Do the wealthy still "Holla Back?"

According to Hayek, they still do, well, circa 1960 that is. I rather like the idea of having a certain sect of the wealthy class that, after attaining their corpulent supply of currency, sit around, sip wine, and play exuberant amounts of polo. It's harmless, well deserved, and pretty darn classy if you ask me. What I don't like however, is the existence of an upper-upper class; a hyper rich elite that practices not the leisurely lifestyle of the aforementioned wealthy class, but devotes the majority of their time to consolidating, growing, and and hoarding their wealth at the expense of the "employed majority." Hayek mentions on page 123 that,

"When an employed majority determines legislation and policy, conditions will tend to be adapted to the standards of that group and become less favorable to the independent."

This notion would hold truth in a society where hyper-rich and corporate interests effects on governmental legislation were proportional to the majority of the citizens.

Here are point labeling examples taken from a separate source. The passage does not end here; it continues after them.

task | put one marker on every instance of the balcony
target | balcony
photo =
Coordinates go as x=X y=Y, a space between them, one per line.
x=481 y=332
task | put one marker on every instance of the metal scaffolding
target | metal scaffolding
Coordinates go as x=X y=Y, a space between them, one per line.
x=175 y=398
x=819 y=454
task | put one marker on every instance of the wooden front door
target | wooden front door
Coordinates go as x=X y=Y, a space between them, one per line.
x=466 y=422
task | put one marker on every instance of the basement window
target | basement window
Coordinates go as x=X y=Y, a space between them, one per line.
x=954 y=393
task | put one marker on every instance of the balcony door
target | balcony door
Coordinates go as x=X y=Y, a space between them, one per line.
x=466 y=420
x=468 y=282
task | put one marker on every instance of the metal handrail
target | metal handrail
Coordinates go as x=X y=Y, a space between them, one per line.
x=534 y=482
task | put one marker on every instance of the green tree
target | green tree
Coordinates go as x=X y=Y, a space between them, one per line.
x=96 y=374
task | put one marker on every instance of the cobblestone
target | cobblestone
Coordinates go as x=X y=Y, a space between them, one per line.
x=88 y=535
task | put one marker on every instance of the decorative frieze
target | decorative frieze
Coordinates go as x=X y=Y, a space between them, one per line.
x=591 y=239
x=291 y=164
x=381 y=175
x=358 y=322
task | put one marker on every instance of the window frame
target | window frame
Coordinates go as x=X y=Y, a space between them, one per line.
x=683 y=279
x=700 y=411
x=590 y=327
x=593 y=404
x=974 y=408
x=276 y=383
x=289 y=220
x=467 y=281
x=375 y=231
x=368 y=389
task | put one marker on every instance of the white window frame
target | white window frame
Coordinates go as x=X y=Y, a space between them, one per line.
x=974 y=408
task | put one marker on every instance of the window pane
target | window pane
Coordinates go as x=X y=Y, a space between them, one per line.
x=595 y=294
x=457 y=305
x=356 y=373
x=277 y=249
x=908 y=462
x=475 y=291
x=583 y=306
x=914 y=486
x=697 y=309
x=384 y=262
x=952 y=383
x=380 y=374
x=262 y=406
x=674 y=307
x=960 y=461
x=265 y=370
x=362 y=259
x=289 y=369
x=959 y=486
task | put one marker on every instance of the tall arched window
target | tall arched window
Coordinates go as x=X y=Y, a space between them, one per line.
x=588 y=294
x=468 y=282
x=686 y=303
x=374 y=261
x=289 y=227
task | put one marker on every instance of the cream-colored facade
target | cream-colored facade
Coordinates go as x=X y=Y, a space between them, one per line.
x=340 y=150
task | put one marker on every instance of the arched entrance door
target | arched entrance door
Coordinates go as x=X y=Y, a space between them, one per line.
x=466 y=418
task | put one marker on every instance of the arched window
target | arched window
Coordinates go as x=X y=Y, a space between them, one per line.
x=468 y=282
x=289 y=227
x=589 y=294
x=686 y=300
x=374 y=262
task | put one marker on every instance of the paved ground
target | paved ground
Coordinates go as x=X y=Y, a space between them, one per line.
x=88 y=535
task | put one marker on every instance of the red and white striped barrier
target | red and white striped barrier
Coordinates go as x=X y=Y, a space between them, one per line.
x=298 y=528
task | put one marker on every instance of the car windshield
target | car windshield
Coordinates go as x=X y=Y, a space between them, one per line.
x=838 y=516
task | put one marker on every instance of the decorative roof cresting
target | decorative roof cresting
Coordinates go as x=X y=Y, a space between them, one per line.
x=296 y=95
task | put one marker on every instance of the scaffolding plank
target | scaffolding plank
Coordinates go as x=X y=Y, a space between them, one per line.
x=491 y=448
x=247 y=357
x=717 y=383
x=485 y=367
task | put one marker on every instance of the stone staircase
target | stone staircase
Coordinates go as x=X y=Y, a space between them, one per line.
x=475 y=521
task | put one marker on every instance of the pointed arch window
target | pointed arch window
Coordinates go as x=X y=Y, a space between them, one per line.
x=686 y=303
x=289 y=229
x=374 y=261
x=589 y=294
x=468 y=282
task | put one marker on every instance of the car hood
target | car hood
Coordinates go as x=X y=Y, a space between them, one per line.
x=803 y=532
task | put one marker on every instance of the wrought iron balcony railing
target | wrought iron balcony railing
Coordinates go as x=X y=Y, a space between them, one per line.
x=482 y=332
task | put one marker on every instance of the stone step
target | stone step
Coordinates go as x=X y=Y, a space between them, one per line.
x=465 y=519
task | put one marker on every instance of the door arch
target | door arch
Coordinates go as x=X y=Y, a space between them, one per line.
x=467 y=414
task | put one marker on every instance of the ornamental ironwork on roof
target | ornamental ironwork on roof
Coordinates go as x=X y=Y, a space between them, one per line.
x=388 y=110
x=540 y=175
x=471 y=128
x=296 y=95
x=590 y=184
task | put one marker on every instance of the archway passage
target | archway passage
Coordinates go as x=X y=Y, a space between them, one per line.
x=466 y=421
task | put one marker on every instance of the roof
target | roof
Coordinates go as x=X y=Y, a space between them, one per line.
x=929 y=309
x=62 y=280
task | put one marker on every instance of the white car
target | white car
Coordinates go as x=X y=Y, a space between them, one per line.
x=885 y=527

Unfortunately for the United States, or at least her working class "employed majority", this has proven to be very questionable. I fail to see how the voice of the majority can be heard over that of a 1% that controls more wealth than the bottom 50%, especially in the United States. I'm not bashing Hayek on his point made in this portion of the chapter as much as I'm curious as to how he'd respond to the gross permutation the wealth distribution in the United States has taken. Clearly, this is a major problem that needs solving; does the solution lie in government intervention? If yes, what sort of intervention? Higher tax brackets? Limits on political influence?
If the solution lies outside of government intervention, where then?

1 comment:

  1. Excellent questions Caleb, but more importantly-
    Does the poor college student class "Holla back?"